Abnormal blood flow into brain tissue (perfusion) has been previously documented in MS — both higher and lower blood flow into different tissue types have been reported. A new study now shows that blood drainage away from brain tissue is also abnormal in MS (see abstract or
full-text). This study used ultrasound to analyze blood flow through the deep middle cerebral veins and the transverse sinus in 89 people with MS and 60 normal controls. The technique assessed whether blood flowed out only, or both out and in, and how long any inward flow lasted. Only 20% of controls had any inward flow (this was through the transverse sinus only) compared with 65-81% of MS subjects. Furthermore, only 7% of the controls had "reflux" (inward flow lasting > 0.5 second) vs. 38-51% of the MS group.

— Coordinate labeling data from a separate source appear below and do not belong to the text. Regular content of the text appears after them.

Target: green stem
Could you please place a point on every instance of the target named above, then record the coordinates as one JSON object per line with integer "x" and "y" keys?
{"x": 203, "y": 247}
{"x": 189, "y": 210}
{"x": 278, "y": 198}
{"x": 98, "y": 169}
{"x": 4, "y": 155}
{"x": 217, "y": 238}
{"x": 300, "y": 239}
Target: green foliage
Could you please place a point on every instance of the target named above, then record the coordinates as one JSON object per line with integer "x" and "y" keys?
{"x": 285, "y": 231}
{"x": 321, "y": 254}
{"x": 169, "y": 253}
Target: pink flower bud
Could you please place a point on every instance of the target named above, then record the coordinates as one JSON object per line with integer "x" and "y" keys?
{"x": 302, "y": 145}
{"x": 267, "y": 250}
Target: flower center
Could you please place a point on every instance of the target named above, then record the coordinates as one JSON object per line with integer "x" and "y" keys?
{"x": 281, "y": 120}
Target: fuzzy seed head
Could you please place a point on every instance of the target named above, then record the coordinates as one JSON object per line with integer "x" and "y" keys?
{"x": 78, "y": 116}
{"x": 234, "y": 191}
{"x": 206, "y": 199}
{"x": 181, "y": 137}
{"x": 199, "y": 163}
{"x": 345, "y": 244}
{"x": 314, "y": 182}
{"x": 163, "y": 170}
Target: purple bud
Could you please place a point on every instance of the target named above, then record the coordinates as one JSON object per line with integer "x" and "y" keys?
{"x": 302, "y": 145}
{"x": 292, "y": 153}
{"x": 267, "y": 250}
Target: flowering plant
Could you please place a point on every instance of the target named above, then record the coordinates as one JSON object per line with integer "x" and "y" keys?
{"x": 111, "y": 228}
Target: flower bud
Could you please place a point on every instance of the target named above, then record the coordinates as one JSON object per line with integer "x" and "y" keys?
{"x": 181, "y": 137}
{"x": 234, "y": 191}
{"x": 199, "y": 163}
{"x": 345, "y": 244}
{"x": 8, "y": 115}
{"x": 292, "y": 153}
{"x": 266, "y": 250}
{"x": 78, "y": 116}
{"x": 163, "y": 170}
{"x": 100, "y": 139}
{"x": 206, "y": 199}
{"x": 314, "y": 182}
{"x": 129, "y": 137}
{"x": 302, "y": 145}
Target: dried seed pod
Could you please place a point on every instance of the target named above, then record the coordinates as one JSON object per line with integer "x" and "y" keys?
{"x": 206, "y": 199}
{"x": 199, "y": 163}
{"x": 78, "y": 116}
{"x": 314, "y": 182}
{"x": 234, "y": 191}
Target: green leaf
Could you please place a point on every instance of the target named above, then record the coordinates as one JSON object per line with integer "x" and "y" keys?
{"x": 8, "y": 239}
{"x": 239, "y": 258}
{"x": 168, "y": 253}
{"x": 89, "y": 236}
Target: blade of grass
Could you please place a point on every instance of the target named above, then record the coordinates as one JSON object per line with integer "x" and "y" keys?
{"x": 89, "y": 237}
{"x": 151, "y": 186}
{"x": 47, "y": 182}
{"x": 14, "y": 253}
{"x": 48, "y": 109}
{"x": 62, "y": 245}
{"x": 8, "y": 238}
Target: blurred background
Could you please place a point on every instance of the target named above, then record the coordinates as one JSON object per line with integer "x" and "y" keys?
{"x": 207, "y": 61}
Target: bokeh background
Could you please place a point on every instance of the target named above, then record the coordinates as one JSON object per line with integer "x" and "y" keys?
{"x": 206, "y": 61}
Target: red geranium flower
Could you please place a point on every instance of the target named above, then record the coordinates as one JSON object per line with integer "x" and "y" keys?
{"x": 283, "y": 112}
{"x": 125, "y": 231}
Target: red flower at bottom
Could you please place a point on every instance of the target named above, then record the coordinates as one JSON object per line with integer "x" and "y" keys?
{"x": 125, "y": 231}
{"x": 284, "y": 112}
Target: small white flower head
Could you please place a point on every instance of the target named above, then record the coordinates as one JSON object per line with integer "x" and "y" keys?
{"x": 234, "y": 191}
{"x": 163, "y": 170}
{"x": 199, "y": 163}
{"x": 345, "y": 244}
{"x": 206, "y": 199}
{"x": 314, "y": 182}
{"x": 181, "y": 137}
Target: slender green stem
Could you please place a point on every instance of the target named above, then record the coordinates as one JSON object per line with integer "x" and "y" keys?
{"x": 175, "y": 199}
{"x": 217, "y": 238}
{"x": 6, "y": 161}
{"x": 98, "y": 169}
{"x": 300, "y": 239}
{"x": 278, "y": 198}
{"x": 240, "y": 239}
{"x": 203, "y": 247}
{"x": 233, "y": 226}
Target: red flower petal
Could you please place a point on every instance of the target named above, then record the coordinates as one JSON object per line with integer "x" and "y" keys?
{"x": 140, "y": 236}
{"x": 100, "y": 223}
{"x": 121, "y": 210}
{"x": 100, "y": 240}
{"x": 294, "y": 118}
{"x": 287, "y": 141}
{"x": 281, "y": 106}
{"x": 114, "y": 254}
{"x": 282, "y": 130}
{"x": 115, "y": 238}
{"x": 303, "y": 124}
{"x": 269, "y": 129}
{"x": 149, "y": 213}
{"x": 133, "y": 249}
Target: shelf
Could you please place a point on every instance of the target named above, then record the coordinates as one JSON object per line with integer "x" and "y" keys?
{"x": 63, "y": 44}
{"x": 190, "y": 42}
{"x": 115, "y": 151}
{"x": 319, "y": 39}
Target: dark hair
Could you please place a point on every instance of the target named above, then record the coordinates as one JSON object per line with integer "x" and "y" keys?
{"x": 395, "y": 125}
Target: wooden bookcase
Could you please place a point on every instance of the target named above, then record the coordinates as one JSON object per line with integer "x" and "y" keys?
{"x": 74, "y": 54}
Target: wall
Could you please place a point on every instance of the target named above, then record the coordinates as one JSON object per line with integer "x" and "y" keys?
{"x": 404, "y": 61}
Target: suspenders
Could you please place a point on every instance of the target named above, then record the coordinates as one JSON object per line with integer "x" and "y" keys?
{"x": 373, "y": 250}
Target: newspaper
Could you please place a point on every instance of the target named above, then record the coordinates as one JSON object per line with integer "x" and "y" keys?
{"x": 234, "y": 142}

Blood flow that is turbulent vs. smooth and single-direction can cause an inflammatory reaction in the blood vessel by upregulating adhesion molecules that facilitate the migration of T cells and other cells into the tissue. The authors suggest therefore that the source of this impaired blood flow be examined — does it start in the brain or is there also reduced blood flow downstream? If reduced flow is found only in the brain, it may be an effect of MS inflammation and neurodegeneration. However, if a reduction in blood flow downstream is in turn causing reflux in the brain, this downstream "back-up" may be a trigger for brain inflammation. The authors also suggest performing this study in subjects with other neurological disease to see whether or not these results are specific to MS.

This article is a bit long, and about depression rather than MS, but the topic is very relevant.

Here's an insider's view of what speaking as an MD for a pharma company is like and why it might unduly influence the doctor. This happens for most drugs, including the MS drugs, and it is probably worth reading it so you know what you are up against when you go to see these presentations.